This lesson is still being designed and assembled (Pre-Alpha version)

Integrated Software Development Environments

Overview

Teaching: 25 min
Exercises: 15 min
Questions
  • What are Integrated Development Environments (IDEs)?

  • What are the advantages of using IDEs for software development?

  • How does Jupyter Lab interact with virtual environments?

Objectives
  • Set up Jupyter Lab and its kernels

  • Use Jupyter Lab to run a script

Introduction

As we have seen in the previous episode - even a simple software project is typically split into smaller functional units and modules, which are kept in separate files and subdirectories. As your code starts to grow and becomes more complex, it will involve many different files and various external libraries. You will need an application to help you manage all the complexities of, and provide you with some useful (visual) facilities for, the software development process. Such clever and useful graphical software development applications are called Integrated Development Environments (IDEs).
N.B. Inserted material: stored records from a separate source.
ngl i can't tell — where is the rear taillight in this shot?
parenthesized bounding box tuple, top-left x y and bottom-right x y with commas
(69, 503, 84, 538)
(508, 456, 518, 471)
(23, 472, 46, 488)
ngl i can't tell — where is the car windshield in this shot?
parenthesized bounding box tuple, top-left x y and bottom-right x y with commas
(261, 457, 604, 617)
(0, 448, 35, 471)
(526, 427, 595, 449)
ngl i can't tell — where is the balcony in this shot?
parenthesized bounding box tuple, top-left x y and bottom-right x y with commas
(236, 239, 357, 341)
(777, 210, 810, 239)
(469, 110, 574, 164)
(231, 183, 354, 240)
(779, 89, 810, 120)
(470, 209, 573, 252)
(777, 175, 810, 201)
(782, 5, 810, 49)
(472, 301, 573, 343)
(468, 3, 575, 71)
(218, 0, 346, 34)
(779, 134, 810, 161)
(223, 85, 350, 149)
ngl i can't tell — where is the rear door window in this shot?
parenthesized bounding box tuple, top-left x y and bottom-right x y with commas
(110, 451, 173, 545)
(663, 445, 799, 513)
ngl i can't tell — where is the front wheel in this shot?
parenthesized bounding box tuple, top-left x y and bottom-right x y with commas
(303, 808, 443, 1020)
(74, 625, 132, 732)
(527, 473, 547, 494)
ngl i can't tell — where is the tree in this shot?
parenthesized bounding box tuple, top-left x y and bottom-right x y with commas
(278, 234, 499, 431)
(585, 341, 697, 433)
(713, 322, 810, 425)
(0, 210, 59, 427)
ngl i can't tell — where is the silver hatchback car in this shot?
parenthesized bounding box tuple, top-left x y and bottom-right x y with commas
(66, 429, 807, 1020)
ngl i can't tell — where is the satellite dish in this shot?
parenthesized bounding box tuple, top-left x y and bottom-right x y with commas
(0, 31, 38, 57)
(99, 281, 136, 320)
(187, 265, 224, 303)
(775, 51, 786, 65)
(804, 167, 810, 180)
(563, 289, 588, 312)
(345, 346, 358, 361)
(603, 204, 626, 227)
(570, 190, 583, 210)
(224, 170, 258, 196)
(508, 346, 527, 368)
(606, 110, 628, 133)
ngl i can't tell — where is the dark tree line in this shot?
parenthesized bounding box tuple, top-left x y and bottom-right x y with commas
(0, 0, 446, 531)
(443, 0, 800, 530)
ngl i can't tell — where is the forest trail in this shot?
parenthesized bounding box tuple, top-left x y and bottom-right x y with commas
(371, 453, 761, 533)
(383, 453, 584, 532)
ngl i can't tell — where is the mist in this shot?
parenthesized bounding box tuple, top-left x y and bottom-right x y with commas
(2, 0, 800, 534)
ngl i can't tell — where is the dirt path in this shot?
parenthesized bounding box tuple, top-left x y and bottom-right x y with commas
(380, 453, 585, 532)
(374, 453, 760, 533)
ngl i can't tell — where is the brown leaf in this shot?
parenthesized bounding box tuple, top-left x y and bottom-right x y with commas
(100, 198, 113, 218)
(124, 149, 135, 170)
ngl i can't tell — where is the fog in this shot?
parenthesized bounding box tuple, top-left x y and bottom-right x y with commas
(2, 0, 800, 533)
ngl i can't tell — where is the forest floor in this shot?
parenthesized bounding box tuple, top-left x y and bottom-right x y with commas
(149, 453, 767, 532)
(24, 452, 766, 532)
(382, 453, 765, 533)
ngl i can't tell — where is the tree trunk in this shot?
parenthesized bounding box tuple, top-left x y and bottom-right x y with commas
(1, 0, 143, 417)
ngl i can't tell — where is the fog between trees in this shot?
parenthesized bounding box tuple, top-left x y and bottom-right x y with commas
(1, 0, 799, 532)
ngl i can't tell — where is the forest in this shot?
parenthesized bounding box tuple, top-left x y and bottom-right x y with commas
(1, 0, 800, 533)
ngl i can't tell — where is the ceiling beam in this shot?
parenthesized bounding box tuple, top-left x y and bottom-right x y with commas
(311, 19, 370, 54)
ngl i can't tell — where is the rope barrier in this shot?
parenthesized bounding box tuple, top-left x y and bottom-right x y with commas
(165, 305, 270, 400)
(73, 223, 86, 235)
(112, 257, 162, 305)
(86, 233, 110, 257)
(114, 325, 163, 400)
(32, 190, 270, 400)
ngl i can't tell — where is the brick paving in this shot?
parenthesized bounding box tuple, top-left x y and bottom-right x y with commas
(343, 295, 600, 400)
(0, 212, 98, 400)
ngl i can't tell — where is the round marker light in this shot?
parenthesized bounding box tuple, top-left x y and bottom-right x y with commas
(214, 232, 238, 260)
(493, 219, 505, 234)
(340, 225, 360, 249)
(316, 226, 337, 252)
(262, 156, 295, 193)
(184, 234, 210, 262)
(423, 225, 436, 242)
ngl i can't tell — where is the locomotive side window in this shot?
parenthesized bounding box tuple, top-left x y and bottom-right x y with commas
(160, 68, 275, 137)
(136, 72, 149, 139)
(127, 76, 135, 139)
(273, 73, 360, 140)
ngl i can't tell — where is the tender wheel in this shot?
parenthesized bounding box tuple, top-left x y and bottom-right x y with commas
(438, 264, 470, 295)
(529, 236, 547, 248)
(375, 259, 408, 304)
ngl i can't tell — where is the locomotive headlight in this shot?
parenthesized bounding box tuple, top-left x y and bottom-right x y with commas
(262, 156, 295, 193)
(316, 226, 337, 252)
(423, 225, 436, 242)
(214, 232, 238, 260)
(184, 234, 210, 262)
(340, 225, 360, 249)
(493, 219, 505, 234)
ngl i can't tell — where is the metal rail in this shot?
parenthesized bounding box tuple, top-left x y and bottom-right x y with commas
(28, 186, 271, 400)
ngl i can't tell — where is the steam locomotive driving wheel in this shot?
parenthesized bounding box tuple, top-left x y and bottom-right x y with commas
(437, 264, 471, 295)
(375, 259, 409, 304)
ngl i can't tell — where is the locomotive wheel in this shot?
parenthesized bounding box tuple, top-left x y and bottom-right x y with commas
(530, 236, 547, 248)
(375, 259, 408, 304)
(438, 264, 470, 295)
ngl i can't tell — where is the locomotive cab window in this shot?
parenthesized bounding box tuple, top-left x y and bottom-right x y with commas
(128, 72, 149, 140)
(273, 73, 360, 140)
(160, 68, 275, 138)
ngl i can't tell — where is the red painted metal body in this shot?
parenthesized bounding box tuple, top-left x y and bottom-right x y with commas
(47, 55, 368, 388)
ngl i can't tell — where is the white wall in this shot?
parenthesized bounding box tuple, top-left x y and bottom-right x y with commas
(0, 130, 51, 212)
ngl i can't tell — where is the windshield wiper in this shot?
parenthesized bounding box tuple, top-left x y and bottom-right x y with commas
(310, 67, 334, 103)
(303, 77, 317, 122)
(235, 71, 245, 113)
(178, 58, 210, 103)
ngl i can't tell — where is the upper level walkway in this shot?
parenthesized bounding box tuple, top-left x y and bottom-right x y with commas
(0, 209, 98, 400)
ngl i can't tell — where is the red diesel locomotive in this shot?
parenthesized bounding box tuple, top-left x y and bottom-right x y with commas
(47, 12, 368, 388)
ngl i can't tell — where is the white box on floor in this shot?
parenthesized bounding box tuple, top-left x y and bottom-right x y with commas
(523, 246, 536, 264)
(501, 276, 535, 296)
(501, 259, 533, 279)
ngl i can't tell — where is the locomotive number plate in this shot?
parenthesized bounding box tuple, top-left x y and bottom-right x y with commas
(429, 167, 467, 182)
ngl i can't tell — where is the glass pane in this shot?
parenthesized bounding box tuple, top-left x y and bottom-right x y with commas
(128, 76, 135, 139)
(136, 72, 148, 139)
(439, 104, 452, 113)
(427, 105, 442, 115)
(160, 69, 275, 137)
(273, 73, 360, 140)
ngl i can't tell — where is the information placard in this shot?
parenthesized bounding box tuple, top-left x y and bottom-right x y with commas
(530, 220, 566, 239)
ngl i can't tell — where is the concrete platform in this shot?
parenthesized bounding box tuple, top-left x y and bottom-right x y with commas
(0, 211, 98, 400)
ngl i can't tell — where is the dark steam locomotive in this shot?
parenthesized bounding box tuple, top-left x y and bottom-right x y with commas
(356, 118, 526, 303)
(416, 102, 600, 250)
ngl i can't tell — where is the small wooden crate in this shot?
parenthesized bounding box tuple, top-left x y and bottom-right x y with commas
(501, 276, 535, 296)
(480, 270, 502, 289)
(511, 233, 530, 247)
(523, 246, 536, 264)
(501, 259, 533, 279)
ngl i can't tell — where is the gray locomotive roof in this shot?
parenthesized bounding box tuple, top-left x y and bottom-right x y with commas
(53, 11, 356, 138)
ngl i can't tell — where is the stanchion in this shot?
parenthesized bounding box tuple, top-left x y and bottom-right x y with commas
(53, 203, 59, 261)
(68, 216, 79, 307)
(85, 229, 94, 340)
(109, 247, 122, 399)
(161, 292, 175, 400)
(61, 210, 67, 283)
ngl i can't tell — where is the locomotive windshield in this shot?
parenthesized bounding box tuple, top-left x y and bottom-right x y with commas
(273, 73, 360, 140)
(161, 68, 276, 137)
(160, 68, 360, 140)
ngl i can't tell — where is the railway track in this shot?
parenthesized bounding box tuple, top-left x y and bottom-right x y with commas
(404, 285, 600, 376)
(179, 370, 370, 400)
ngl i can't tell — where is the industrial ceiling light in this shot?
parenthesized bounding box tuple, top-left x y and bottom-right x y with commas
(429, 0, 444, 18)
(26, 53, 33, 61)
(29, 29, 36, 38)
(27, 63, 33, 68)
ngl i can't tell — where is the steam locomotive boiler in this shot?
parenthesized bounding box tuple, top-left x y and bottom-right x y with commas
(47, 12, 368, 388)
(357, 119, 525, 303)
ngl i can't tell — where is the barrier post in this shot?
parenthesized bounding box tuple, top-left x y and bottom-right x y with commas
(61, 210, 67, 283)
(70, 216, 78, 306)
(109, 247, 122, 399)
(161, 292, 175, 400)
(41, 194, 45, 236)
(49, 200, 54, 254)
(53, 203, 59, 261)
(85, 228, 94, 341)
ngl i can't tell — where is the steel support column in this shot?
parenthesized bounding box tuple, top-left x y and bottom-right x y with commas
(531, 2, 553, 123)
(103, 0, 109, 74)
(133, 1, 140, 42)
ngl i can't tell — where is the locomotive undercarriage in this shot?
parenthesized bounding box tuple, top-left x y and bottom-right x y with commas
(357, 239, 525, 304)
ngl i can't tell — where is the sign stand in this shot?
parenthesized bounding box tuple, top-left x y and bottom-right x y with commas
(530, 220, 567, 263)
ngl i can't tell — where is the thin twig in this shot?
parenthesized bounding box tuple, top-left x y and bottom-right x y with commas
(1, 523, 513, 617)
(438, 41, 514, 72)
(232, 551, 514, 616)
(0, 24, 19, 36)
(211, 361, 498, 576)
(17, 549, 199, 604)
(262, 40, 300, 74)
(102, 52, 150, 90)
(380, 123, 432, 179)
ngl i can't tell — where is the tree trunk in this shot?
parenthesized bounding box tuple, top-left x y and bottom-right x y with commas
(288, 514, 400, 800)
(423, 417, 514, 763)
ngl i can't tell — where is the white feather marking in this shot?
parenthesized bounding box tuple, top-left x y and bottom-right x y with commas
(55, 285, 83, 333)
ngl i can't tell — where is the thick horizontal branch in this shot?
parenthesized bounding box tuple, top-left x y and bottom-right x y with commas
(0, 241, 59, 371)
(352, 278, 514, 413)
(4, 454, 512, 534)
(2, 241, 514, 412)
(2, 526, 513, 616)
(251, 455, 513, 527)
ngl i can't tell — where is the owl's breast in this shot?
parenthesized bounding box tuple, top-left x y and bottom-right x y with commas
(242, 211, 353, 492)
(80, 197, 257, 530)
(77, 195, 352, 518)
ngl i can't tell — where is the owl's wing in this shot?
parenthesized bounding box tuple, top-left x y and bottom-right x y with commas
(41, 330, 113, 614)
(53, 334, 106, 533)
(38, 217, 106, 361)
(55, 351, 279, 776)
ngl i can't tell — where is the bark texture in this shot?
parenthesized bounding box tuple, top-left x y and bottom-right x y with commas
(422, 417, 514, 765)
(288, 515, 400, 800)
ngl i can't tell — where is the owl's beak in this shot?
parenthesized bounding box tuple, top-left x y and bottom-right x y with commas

Integrated Development Environments

An IDE normally consists of at least a source code editor, build automation tools and a debugger. The boundaries between modern IDEs and other aspects of the broader software development process are often blurred. Nowadays IDEs also offer version control support, tools to construct graphical user interfaces (GUI) and web browser integration for web app development, source code inspection for dependencies and many other useful functionalities. The following is a list of the most commonly seen IDE features:

IDEs are extremely useful and modern software development would be very hard without them. There are a number of IDEs available for Python development; a good overview is available from the Python Project Wiki. In addition to IDEs, there are also a number of code editors that have Python support. Code editors can be as simple as a text editor with syntax highlighting and code formatting capabilities (e.g., GNU EMACS, Vi/Vim). Most good code editors can also execute code and control a debugger, and some can also interact with a version control system. Compared to an IDE, a good dedicated code editor is usually smaller and quicker, but often less feature-rich. You will have to decide which one is the best for you - in this course, we will use Jupyter Lab - a free open-source web-based IDE familiar to most Python-coding astronomers.

Is Jupyter Lab an IDE?

For a long time, Jupyter Notebook was not considered as a full-fledged IDE. The main argument against considering Jupyter Notebooks an IDE was that it lacked a lot of functionality that is essential for the full cycle of software development. The most notable instrument that wasn’t present in Jupyter Notebook was the debugger.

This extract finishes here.